A window into the steady rhythm of first responders in a major city.
Eric Eberhardt has long since realized that cities have their own sound across the crackle of the police scanner. "The first thing that jumps out,” he says, "is that the dispatchers will have different accents." Boston, for one, is unmistakable. And Eberhardt added Montreal to his collection early on just to listen to the patter of live crime narrated en français.

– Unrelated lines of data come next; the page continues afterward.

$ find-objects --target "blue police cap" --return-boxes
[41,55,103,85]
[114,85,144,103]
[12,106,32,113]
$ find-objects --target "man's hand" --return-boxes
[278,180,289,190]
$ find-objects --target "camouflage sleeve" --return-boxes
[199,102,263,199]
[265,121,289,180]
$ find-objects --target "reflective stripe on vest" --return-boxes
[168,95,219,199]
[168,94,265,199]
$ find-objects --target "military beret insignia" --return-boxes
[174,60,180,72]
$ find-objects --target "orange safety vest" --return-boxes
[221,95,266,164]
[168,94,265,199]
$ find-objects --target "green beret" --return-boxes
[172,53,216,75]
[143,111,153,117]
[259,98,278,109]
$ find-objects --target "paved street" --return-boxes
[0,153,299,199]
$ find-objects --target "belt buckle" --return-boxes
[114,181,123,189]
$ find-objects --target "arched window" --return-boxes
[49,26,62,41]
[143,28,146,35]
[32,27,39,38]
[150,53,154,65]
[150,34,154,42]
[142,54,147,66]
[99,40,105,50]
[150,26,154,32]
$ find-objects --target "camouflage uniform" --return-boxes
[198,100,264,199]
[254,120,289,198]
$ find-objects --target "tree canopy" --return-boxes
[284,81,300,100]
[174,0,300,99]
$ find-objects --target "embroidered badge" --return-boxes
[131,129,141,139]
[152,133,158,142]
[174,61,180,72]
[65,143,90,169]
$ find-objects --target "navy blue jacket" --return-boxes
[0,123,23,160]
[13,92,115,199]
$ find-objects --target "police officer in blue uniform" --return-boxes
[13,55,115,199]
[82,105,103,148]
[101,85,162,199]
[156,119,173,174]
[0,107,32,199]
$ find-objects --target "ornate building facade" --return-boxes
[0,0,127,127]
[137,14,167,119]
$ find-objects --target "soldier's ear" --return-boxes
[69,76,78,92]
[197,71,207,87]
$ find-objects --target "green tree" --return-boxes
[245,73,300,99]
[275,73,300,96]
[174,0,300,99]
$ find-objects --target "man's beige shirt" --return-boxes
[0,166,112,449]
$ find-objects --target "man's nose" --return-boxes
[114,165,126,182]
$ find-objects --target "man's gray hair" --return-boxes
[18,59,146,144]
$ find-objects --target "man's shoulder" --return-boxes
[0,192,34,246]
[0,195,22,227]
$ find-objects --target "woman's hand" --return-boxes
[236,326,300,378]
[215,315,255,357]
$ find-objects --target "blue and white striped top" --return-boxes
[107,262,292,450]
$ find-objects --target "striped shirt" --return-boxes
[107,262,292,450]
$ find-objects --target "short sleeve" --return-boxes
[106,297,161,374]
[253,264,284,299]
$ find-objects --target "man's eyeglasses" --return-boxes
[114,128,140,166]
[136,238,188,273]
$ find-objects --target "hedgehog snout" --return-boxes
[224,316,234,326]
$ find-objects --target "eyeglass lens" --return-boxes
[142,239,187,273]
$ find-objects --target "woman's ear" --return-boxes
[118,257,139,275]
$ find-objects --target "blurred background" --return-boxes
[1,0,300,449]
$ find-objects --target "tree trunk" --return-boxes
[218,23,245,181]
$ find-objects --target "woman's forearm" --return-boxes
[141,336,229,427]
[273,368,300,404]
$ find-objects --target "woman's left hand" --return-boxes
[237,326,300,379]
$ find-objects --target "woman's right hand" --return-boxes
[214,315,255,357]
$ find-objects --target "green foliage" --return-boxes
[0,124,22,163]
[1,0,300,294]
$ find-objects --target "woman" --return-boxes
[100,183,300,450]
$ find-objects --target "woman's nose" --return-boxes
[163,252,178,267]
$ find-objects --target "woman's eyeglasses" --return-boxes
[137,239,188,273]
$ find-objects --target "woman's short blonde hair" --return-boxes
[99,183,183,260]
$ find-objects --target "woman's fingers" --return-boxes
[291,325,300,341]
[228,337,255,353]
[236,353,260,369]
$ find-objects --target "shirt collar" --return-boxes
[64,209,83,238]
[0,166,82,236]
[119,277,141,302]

Other cities are distinguished by the tempo of activity that hums across the scanner. Portland, Oregon, as you can imagine, sounds somewhat sleepier than Los Angeles. The L.A. feed also includes some odd operations dispatches, discussion of logistics at the parking lot at LAX. “Chicago is definitely very much the police, drug busts and chasing murderers,” Eberhardt continues. “The one I have for San Francisco right now is the Highway Patrol, so they have a totally different perspective, just pulling over speeders.”
Eberhardt broadcasts the police scanner audio from 17 North American cities on his hypnotic website, which remixes the live feeds with strangely complementary ambient music. If you’ve never stumbled on the site – youarelistening.to – it’s an eerie and wonderful way to animate your cubicle on a winter afternoon.
You may also want to hop on before all the good stuff gets encrypted. Police scanners have long been in the public domain (Eberhardt got his first one as a kid growing up in Chicago: "It was sort of a weird, niche-y thing," he says, "not quite maybe as extreme as Ham radio"). But modern technology has made the old-fashioned-sounding dispatches suddenly accessible over the Internet to anyone. Eberhardt draws his feeds from a website called RadioReference.com devoted to the medium (as of this writing, 27,422 people were online there listening, the largest share to the Chicago Police and Fire feed). Many police departments have reacted, not surprisingly, by buying encrypted radios.
So for now, while you can still listen in on Los Angeles and Chicago and Baltimore, Eberhardt’s site offers a window into the steady rhythm of police duty in a major city. The resulting sound is made up as much of white noise and house calls as breathless car chases. But the charm of the site is the mellow background music that blends all of the incidents – cinematic and mundane – into one endless and almost tranquil track. The effect messes with our natural expectation that soundtracks should rise and fall according to the action.
"I totally get what people are saying when they say sometimes that it seems a little creepy to listen to stuff like this," Eberhardt says. "So I certainly don’t sit there for 24 hours a day listening in on peoples’ scanners. But every once in a while, you really get kind of hooked on it, because you hear something on there, and you’re like '…and then what happened?'"
Police scanners, in that way, are practically storytellers. So go ahead and give a listen. We don’t think it’s creepy.